II - É usada astúcia quando os factos invocados dão a uma falsidade a aparência de verdade, ou o burlão refira factos falsos ou altere ou dissimule factos verdadeiros, e actuando com destreza pretende enganar e surpreender a boa fé do burlado de forma a convencê-lo a praticar actos em prejuízo do seu património ou de terceiro.
III - Esses actos além de astuciosos devem ser aptos a enganar, não sendo, no entanto, inevitável que se trate de processos rebuscados ou engenhosos, podendo o burlão, numa 'economia de esforço', limitar-se ao que se mostra necessário em função das características da situação e da vítima concreta.

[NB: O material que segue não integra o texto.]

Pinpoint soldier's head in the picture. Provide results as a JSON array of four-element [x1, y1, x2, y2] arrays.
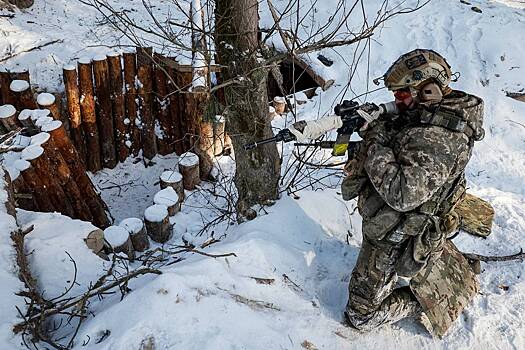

IV - O que pode ocorrer quando se verifica toda uma aproximação do burlão à vítima, a criação de relações pessoais que permitiram que de forma simples esta tenha sido enganada com recurso a meios simples (uma história comovente, grandes protestos de seriedade e amizade, desespero e choro, insistência e garantia de que a arguida iria receber muito dinheiro) para ser convencida a entregar os cheques, ela que não usava cheques para si.
V - O n.º 1 do art. 217.º do CP não se refere somente ao prejuízo causado ao burlado, mas também ao prejuízo patrimonial causado a outra pessoa, pela prática dos actos praticados, por meio do erro ou engano sobre factos astuciosamente provocado pelo burlão.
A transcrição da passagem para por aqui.